AWS Big Data Blog

Integrating MongoDB’s Application Data Platform with Amazon Kinesis Data Firehose

September 2025: This post was reviewed for accuracy.

As organizations navigate today’s digital landscape, they face an exponential growth in data from multiple sources, making streamlined data integration essential. In response to MongoDB’s planned discontinuation of HTTPS endpoints by September 2025, we have engineered a robust serverless solution leveraging AWS Lambda and Amazon API Gateway to integrate with MongoDB instances. This AWS-based architecture provides a modern, scalable alternative for data processing and management.

The new integration between MongoDB Atlas, the fully managed cloud database service, and Amazon Data Firehose offers a reliable way to stream data into MongoDB Atlas clusters. Organizations can stream data through Amazon Kinesis Data Streams or push it directly to Amazon Data Firehose, configuring it to deliver data to MongoDB Atlas with optional data transformation capabilities. This post guides you through the integration process, demonstrating how to establish a direct data streaming pipeline from your source to your MongoDB database, enabling you to harness the full potential of your data infrastructure.

The following diagram depicts the overall architecture of the solution. The system leverages Amazon Data Firehose to establish a continuous stream of data payloads directed to a REST API Gateway. Each incoming request undergoes validation through a custom Lambda authorizer before proceeding. Upon successful authentication, the gateway transmits the data to an ingestion Lambda function. This function then decodes the content and writes it directly into a MongoDB Atlas cluster, while ensuring both network isolation and granular access control.

Architecture diagram

Figure 1:Streaming Firehose Data to MongoDB Atlas Cluster

Figure 1:Streaming Firehose Data to MongoDB Atlas Cluster

Integrating Amazon Data Firehose and MongoDB Atlas

Amazon Data Firehose is a fully managed, real-time streaming data service that simplifies the process of acquiring, transforming, and delivering data streams to various destinations like Amazon S3, Redshift, and many others.

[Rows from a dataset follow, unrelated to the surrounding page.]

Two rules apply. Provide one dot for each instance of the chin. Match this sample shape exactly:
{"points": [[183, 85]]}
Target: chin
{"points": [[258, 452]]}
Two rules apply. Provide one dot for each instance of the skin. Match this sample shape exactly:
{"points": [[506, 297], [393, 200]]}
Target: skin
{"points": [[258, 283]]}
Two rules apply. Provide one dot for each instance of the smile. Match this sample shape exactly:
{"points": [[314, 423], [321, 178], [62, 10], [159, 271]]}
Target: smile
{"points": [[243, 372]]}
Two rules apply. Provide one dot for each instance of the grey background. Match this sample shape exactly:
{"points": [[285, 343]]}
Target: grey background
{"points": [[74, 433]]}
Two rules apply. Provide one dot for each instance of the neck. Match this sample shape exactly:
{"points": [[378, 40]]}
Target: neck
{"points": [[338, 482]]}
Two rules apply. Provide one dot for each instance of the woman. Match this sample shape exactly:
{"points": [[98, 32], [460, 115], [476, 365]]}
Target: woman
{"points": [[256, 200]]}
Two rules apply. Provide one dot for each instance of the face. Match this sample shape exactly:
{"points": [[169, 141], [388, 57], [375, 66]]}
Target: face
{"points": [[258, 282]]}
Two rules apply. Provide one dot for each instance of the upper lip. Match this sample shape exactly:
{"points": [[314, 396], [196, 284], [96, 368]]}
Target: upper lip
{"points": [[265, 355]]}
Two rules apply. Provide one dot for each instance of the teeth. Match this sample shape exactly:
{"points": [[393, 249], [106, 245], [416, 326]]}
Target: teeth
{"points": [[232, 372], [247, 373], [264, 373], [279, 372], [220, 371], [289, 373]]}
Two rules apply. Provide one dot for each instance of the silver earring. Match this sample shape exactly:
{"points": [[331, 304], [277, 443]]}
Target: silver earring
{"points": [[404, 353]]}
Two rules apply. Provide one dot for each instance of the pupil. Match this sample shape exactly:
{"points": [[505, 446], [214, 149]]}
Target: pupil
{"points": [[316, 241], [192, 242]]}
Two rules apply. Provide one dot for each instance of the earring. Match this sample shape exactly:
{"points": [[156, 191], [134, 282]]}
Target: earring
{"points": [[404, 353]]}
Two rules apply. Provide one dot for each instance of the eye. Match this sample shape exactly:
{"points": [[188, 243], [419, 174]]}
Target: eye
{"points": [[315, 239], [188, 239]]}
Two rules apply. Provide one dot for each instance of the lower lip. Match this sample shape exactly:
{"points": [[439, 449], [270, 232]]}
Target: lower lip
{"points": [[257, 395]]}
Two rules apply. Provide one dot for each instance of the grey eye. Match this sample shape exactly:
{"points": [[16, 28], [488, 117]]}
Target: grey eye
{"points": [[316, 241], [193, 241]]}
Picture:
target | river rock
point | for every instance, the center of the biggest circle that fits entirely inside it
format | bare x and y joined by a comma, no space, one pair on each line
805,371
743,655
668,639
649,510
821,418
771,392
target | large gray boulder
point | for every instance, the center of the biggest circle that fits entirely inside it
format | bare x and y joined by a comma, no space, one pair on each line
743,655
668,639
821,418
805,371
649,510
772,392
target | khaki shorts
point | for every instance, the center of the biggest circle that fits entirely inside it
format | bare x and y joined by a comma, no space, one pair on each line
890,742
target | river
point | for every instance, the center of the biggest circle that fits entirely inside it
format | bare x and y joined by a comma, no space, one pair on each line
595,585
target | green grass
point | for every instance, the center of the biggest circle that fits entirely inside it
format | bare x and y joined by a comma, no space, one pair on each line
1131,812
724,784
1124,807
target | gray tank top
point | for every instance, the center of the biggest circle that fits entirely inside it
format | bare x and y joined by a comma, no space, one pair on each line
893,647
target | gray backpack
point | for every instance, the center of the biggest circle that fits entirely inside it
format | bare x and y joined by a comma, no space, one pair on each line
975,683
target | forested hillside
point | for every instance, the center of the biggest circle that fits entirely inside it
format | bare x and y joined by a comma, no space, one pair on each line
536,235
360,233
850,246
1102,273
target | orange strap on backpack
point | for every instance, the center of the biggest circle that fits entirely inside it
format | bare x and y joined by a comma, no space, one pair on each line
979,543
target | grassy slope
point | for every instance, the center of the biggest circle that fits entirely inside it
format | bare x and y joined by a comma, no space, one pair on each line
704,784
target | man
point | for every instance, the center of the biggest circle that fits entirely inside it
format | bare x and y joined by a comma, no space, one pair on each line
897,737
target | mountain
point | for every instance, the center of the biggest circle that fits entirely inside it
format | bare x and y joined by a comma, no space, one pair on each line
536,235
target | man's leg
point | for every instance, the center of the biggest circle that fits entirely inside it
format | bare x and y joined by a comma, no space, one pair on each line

As part of Amazon Data Firehose, you can transform your records before delivering them to the destination. In addition, Amazon Data Firehose enables you to buffer data (based on size or time) before delivering to the final destination. In case of delivery failures, Amazon Data Firehose can store your failed records in an Amazon Simple Storage Service (Amazon S3) bucket to prevent data loss.

MongoDB Atlas is a comprehensive cloud database platform that delivers unmatched resilience, scalability, and enterprise-grade security while eliminating operational complexity. It offers AI integration with vector search capabilities and supports multi-region deployments. The platform features automated resource management, zero-downtime upgrades, and built-in optimization tools for superior performance. Atlas simplifies data management through its document model and provides native support for full-text search, vector search, and stream processing. Security is paramount with built-in access controls, encryption, and automatic updates, making it easy for enterprises to maintain compliance while focusing on innovation and growth.

Walkthrough

We’ll walk you through the configuration process demonstrating how to establish a direct data streaming pipeline from your source to your MongoDB database, enabling you to harness the full potential of your data infrastructure.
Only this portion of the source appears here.